Enable application resilience with Azure SQL Database

Completed

Geo-replication and auto-failover groups are both mechanisms used in Azure SQL Database to enhance availability and disaster recovery, but they have some key differences.

Understand active geo-replication

One method to increase availability for an Azure SQL Database is to use active geo-replication. Active geo-replication is designed as a business continuity solution that allows you to create readable secondary databases of individual databases on a server in the same or different region. It supports up to four secondary replicas and is configured per database.

Behind the scenes, Azure uses Availability Groups to provide this functionality. With active geo-replication, customers can programmatically or manually failover primary databases to secondary regions during major disaster.

Screenshot of active Geo-Replication for Azure SQL Database.

To avoid replication overhead from a large write workload that can affect replication performance, it's recommended to configure the geo-secondary with the same service tier and compute size as the primary.

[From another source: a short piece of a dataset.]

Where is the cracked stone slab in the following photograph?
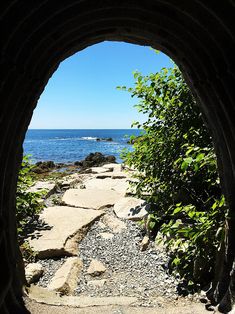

You can manually configure geo-replication for Azure SQL Database by accessing the database page, and selecting Replicas in the Data management section.

Screenshot of the new database replica for Azure SQL Database.

After the secondary replica is created, you can manually initiate a failover. This switches the roles, making the secondary the new primary and the old primary the new secondary.

Screenshot of the forced failover option for an Azure SQL Database on Azure portal.

Geo-replication is asynchronous, meaning that there might be some data lag between the primary and secondary databases. Also, the application connection string needs to be updated after a failover.

Configure cross subscription geo-replication

In certain scenarios, you may need to configure a secondary replica on a different subscription than the primary database. This is where cross-subscription geo-replication comes into play. This feature allows you to set up a secondary replica in a different subscription, providing greater flexibility and enhanced disaster recovery options. By using cross-subscription geo-replication, you can ensure that your data is protected and accessible even if one subscription encounters issues. This setup is useful for organizations with multiple subscriptions or those looking to implement a robust business continuity plan.

To learn more about the steps required to configure a cross subscription geo-replication, see Cross-subscription geo-replication.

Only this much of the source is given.